Answering my own question:

Processor Programming Reference (PPR) for AMD Family 17h Model 01h, Revision B1 Processors:

"""
2.1.10.2.1.3
ApicId Enumeration Requirements
Operating systems are expected to use Core::X86::Cpuid::SizeId[ApicIdCoreIdSize], the number of least
significant bits in the Initial APIC ID that indicate core ID within a processor, in constructing per-core CPUID
masks. Core::X86::Cpuid::SizeId[ApicIdCoreIdSize] determines the maximum number of cores (MNC) that the
processor could theoretically support, not the actual number of cores that are actually implemented or enabled on
the processor, as indicated by Core::X86::Cpuid::SizeId[NC].
Each Core::X86::Apic::ApicId[ApicId] register is preset as follows:
• ApicId[6] = Socket ID.
• ApicId[5:4] = Node ID.
• ApicId[3] = Logical CCX L3 complex ID
• ApicId[2:0]= (SMT) ? {LogicalCoreID[1:0],ThreadId} : {1'b0,LogicalCoreID[1:0]}.
"""

This imposes the following restrictions:
1) only threads=1 and threads=2 will work
2) apicid_core_offset() must be 0 (if threads=1) or 1 (if threads=2)
4) apicid_pkg_offset() must be >= 3 (preferably it should be 6)

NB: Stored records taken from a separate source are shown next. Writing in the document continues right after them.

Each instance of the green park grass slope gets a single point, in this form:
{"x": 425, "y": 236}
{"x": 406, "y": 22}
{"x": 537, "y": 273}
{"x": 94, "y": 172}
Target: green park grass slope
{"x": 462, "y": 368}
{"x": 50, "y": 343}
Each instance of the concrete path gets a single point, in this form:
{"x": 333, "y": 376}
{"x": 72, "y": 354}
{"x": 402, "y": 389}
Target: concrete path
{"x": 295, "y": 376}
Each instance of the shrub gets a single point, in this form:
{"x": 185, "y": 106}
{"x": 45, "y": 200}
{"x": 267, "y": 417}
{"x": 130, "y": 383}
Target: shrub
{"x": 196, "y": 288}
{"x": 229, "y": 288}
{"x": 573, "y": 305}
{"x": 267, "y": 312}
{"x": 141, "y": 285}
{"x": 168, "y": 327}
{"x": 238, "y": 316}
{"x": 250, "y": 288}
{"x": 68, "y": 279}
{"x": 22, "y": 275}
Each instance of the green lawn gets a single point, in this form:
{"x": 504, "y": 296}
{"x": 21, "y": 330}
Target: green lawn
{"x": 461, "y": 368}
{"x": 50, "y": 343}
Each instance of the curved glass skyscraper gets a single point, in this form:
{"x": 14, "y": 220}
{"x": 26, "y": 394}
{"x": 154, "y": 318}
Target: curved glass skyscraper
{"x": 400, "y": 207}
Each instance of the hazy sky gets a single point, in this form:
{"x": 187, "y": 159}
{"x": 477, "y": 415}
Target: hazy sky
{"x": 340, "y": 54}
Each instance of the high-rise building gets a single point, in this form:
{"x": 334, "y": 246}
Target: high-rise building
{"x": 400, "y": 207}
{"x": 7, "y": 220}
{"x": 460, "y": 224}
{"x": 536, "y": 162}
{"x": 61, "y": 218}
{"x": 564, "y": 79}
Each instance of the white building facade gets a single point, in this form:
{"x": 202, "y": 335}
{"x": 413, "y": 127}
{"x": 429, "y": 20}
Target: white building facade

Enforcing #1 is doable.  #2 is already true.

#3 conflicts with the existing code.  cores=2,threads=2 makes apicid_pkg_offset() return 2.

We can try to make i386/topology.h support socket/node/core-complex IDs, or make a separate APIC ID encoding implementation for EPYC.  Instead of duplicating code, I'd prefer to just add a mechanism that let the EPYC CPU code force a minimum apicid_pkg_offset() value.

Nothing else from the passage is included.